El gato

Germán, al que todos apodaban el Gato, antes de toparse en su camino con Eva, era una especie de santo. Nadie se acordaba de eso. Germán había perdido una vida de las siete que se jactaba de vivir en el mundo del no pasa nada. Aburrido por sus bucólicas madrugadas en el campo, entre huizaches y cerros pelones, un mal día de granizo emigró a la ciudad. De un plumazo todos habían olvidado el principio, o mejor escrito, comenzó a convivir con gente que no sabía nada de su pasado. Tenía entonces récord ganador. Números negros.

 Ya se sabe, con la llegada de la muerte todos nos purificamos, así como con el espíritu navideño. Nos da por recobrar el pasado en esferitas fosforescentes para colgarlos en un árbol tan espiritual que termina en la basura apenas pasado el mes de diciembre; ya sin tristeza huérfana, el revulsivo navideño nos deja ver en el espejo un perfil real, odioso pero real; el Gato era un hombre en el fondo malo todos los días del año. Su sentido del humor era desvergonzado y ruin. Era incansable escapando de su condición de prángana. Cuando murió, salieron las bondades como gusanos de su tumba. Los funerales se hicieron a la antigua, de cuerpo presente, el cadáver estirado dentro de una caja blanca. Cuatro velas le indicaban el camino formando una especie de luz ancestral que lo llevaría pesadamente a un lugar mejor, lejos de cirróticos, ladrones, indigentes, habladores.

Pequeños infiernos en a tierra. El infierno según Dante. El infierno como callejón. El infierno como el diario de un judicial. El infierno como el golpe de una mujer dolida. El infierno según los abstemios. El infierno según los orates. El infierno según los sabelotodo. El infierno con Eva.

Eva la conoció después de salir de un taibol dance. En el festejo de un buen robo. Andaba bajo el influjo de las malas compañías y los brebajes de las dos de la mañana. Los rostros se confundieron. Elegir un compañero de farra es tan importante como tener balas en el cargador del revólver. El Tamal, compañero de rompe y rasga se quedó encasquetado con dos bribones en un juego de cartas. El Gato salió al descampado, a la zona de guerra en medio de una metralla de beodos. Vio a Eva y pensó: “Esta noche pierdo otra vida”. Ella entró a su existencia como por la cocina. Trepó a sus nervios como a la azotea. Lo enamoró como se enamora  toda persona borracha; a la primera.

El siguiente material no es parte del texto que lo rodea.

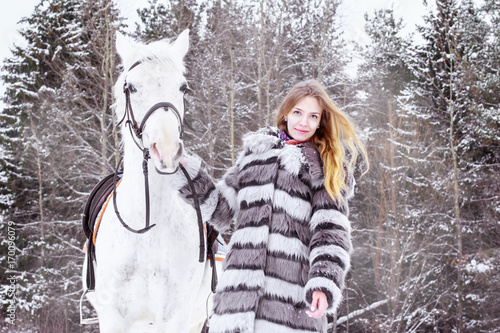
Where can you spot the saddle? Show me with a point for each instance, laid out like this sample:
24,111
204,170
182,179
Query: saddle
98,198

De momento no falta donde redimirse, los moteles sobran. Las palabras hieren. El Gato balbuceó las mejores frases de postal navideña. Eva cenó un vaso de ternura. Cobijó en el remanso a un Gato que andaba sin luna grandotota. Cuando los dos pactaron la huida por la carretera, tomaron un taxi que los paseó por las entrañas del infierno.

—Vete al infierno—gritó Eva para dar la señal a su cómplice. A la cajuela. Patadas en las costillas. Dolores en la cabeza. No te entumas. Eva se evaporó en el sexto infierno. El taxista quiso sellarle la suerte. Pero el Gato era malo y no quería perder una vida en manos de un taxista deprimido. Todo mundo paga su cuota. Los muertos de todos los días. Germán libró una batalla, así como gato boca arriba. Hundió los puños en la cara maquillada del taxista pero no logró zafarse de un puñal en el corazón. Las siete vidas se le fueron de un jalón, con todas sus muertes, sus robos, sus amenazas. Cuando por amor efímero, hipocondríaco, regresó a su santidad en otra vida.

Cerca de la media noche alguien quiso rezar un rosario. —¡Pobre Gato!—A pesar de sus atrocidades, en momentos cuando el olvido es necesario. —Era tan bueno. Fue una víctima. Un héroe. Un camarada— coincidieron los presentes y pasaron a retirarse.